Here's what actually issued. On February 25, 2020, salesforce.com, inc. was granted US10573295B2, "End-to-end speech recognition with policy learning," inventors Yingbo Zhou and Caiming Xiong. The CPC list combines speech classes (G10L 15/063, G10L 15/14, G10L 15/16) with neural-network learning G06N 3/084 and probabilistic G06N 7/005.

Two ideas are stacked here. "End-to-end" means the system maps audio directly to text in a single trained model, rather than chaining separate acoustic, pronunciation, and language components — the older, more brittle pipeline. "Policy learning" borrows from reinforcement learning: instead of only minimizing a frame-level error, the model is trained against an objective tied to the quality of the final transcription, treating recognition decisions as actions to optimize.

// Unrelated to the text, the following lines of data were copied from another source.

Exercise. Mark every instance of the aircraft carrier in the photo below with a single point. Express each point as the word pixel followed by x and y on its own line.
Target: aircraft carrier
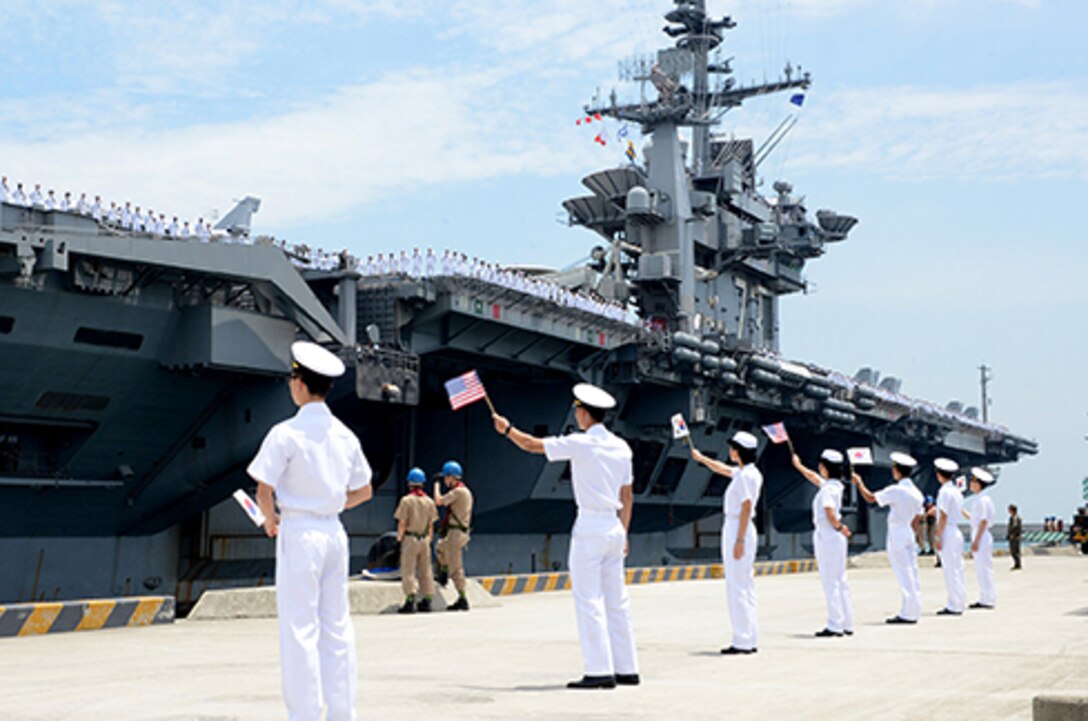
pixel 139 372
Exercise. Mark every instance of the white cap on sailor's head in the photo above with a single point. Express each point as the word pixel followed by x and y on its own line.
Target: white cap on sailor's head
pixel 981 475
pixel 316 359
pixel 946 465
pixel 903 460
pixel 594 397
pixel 831 456
pixel 744 439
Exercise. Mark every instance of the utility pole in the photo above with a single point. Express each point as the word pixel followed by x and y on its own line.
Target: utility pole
pixel 985 377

The combination is the point. Optimizing end-to-end against a reward-like signal can align training with what users actually care about — accurate transcripts — rather than a proxy loss. For Salesforce, whose research arm produced a steady stream of NLP and speech work in this period, the grant secures a method that ties a modern training objective to a modern architecture.

On scope, the discipline applies. Granted B2, enforceable, but the claims describe a specific end-to-end-plus-policy training method. They do not cover end-to-end speech recognition generally, nor reinforcement learning generally. The independent claim is the boundary.

The takeaway: US10573295B2 is a good example of how 2020-era speech IP blended sequence modeling with reinforcement-style objectives, and how a software company's research lab converts published techniques into enforceable, method-specific grants.